StreamPrompter delivers typed events as they arrive from the runtime's gRPC server — steps, tool calls, token deltas, and the final message.create with the rendered response. cb is invoked synchronously from the stream goroutine; slow callbacks backpressure the stream.

type WorkspaceView ¶

type WorkspaceView struct {
	// Root is what the agent considers the root of its tree —
	// the directory under which `etc/`, `home/`, `tmp/`, `var/`
	// live (and `workspace/` when WorkspaceDir is empty).
	// OTTERS_AGENT_ROOT in the spawned env points here.
	Root string

	// WorkspaceDir is the agent-visible path to the scratch dir.
	// When empty, falls back to `<Root>/workspace`. Docker
	// overrides this to `/workspace` so the user-facing CWD is
	// not `/agent/workspace` but a clean top-level path; the
	// host directory is bind-mounted there in addition to the
	// FHS root.
	WorkspaceDir string

	// BinDirs are the absolute paths the runtime resolves BIN
	// tools against, in the agent's view. System: a single
	// `<Root>/usr/bin`. Docker: one entry per BIN, e.g.
	// `/opt/bins/ping`, `/opt/bins/jq`.
	BinDirs []string

	// RuntimeBin is the absolute path of the runtime binary in
	// the agent's view. System: `<Root>/usr/local/bin/runtime`.
	// Docker: `/opt/runtime/runtime`.
	RuntimeBin string

	// Isolated reports whether a real sandbox boundary separates
	// the host from the agent. Docker: true. System: false.
	// Affects WORKSPACE.md phrasing — isolated agents are told
	// "you're in a container; everything below is the in-container
	// path"; non-isolated ones are told "no chroot, real host
	// paths in tool calls".
	Isolated bool
}

WorkspaceView captures the agent-visible filesystem layout — the paths the runtime feeds into WORKSPACE.md so the LLM has an accurate mental model of where things live in *its* world.

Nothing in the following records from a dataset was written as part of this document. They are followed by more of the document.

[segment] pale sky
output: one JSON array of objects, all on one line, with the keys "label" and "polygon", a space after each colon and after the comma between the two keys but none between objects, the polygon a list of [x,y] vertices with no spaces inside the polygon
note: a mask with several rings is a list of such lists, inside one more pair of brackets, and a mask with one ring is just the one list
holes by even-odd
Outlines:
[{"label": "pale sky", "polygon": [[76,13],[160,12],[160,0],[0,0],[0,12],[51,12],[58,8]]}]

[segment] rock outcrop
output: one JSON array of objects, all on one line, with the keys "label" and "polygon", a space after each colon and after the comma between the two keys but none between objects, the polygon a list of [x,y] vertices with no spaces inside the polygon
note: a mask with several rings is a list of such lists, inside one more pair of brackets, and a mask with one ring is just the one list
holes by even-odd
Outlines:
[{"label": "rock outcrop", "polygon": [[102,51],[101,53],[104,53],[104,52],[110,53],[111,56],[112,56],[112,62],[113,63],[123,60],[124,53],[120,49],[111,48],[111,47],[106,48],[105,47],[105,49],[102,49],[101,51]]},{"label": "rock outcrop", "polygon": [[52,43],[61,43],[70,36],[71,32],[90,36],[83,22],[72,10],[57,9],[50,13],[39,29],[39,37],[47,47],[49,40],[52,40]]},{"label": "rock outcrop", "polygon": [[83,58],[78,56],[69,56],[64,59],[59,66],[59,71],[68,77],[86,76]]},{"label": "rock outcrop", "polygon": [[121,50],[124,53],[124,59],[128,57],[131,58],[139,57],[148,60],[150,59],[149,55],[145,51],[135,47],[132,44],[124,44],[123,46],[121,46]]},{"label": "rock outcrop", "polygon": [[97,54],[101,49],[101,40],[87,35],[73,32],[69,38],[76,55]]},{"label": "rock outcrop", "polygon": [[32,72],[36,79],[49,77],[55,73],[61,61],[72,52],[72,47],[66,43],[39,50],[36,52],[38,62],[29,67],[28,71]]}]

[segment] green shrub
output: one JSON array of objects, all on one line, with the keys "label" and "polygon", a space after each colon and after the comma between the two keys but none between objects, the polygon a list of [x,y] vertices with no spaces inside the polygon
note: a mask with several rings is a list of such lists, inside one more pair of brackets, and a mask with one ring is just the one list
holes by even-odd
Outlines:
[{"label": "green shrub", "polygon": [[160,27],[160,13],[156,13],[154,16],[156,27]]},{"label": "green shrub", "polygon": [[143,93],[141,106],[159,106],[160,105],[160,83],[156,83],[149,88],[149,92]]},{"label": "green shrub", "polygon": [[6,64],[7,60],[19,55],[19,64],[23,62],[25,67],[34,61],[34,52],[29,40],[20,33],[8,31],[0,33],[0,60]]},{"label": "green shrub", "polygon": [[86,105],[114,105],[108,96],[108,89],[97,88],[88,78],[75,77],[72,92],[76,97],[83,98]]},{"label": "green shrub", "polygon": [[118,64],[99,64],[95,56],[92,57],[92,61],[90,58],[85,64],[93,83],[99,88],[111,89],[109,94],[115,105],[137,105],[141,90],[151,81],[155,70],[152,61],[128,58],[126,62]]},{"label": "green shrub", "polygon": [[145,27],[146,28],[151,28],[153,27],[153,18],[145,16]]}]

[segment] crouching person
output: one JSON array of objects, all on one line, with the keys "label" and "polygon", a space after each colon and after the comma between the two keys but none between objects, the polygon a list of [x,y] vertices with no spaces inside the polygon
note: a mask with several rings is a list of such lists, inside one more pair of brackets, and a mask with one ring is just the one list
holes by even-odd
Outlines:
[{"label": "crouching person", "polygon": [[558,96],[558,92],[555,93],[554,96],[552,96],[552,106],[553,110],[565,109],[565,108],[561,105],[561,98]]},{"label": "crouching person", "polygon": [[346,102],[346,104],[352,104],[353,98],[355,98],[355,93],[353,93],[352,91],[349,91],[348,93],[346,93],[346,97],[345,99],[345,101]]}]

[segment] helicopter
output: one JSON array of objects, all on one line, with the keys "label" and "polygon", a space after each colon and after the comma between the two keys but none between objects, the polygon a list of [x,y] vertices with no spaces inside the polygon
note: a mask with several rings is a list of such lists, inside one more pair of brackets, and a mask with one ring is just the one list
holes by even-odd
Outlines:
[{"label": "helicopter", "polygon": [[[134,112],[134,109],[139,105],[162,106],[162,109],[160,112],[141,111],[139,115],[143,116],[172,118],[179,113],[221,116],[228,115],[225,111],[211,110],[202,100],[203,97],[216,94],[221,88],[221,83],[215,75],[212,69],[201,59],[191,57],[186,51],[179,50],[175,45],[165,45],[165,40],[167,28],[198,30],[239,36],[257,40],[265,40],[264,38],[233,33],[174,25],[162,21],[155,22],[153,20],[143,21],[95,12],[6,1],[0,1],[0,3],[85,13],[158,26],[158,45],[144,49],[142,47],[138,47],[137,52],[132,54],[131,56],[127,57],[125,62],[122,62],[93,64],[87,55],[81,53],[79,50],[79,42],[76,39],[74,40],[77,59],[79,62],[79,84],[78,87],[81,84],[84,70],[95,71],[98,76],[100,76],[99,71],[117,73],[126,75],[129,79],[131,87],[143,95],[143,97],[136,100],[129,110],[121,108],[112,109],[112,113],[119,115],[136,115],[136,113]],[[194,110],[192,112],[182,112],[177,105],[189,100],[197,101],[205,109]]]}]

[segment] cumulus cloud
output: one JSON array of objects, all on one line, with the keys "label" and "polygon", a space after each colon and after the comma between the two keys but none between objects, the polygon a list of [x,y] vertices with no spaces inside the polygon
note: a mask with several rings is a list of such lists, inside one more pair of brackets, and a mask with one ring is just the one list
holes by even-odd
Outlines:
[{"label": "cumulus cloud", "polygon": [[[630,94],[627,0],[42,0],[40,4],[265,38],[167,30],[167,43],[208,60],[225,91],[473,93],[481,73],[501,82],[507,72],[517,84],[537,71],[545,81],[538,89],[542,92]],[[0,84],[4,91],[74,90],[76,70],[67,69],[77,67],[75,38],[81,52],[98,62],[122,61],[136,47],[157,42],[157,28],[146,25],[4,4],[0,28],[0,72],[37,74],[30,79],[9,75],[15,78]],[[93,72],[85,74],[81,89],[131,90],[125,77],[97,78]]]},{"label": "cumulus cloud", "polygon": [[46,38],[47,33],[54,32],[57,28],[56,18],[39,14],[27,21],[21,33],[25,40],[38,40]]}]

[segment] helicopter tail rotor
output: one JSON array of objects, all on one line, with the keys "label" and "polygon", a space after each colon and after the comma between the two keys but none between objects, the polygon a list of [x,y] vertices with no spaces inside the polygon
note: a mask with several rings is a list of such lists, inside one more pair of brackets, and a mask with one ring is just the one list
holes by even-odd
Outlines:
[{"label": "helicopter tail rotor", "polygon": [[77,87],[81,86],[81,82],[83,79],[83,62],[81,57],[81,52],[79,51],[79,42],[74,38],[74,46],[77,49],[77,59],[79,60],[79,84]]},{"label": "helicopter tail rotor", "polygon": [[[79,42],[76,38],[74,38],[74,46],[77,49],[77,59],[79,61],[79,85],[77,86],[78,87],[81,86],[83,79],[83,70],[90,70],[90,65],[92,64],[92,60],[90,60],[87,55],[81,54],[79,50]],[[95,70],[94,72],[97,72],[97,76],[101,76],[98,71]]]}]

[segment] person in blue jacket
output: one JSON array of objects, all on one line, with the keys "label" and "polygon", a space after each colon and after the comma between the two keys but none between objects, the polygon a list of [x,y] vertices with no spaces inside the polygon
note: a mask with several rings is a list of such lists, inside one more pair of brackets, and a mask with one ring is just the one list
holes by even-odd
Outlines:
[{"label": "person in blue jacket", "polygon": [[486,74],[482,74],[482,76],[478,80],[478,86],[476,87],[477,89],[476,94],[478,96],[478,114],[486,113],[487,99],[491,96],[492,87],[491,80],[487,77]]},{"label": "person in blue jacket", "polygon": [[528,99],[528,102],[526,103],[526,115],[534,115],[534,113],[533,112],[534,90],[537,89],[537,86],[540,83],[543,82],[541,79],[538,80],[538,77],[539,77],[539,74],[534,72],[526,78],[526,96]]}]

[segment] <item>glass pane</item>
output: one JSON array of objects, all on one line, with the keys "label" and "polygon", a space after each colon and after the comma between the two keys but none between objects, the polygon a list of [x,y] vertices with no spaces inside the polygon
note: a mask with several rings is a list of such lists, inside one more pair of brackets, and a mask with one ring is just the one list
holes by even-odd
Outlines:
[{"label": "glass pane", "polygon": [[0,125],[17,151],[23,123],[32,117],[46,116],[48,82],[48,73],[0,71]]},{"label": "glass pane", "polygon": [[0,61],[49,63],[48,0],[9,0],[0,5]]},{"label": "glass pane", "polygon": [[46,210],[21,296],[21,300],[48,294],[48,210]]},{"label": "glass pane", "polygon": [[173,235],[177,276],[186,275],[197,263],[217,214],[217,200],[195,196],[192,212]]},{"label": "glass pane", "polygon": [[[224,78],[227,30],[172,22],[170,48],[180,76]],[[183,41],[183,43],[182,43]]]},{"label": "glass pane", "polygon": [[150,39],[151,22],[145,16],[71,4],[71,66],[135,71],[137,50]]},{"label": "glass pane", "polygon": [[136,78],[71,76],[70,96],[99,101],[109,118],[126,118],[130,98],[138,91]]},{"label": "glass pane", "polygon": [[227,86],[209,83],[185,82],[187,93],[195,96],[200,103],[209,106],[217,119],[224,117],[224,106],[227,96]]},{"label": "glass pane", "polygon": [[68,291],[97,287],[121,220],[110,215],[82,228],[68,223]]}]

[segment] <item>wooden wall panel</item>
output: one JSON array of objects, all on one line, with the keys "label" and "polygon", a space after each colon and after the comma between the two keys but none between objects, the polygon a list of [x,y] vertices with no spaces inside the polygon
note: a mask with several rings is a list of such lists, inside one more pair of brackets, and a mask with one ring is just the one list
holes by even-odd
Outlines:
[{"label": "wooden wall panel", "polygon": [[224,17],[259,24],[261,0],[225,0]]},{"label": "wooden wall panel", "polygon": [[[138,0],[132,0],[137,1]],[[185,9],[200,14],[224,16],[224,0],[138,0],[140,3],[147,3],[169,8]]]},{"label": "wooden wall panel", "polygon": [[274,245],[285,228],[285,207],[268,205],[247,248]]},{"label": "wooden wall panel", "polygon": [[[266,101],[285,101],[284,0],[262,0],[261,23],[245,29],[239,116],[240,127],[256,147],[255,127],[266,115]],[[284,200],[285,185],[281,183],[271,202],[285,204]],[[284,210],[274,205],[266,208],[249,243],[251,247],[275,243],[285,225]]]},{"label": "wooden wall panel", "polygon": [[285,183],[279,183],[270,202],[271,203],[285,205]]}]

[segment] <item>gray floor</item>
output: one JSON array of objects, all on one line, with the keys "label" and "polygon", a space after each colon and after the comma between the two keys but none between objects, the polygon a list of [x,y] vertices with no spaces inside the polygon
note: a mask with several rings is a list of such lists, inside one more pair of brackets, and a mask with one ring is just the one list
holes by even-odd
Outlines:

The two backends produce different views:

• System executor: host-rooted, no sandbox. Root is the real on-disk path of the agent's materialised tree (`/Users/<me>/.otters/agents/<id>`). Tool calls must use these absolute paths verbatim.

• Docker executor: container-rooted at `/workspace`. The host directory is bind-mounted under `/workspace`; runtime + BINs are image-mounted under `/opt/`. The agent never sees the host path of its tree.

A zero-value WorkspaceView is treated as "use the system defaults": Root = the workspace's billy root, BinDirs = a single `<Root>/usr/bin`, RuntimeBin = `<Root>/usr/local/bin/runtime`, Isolated = false.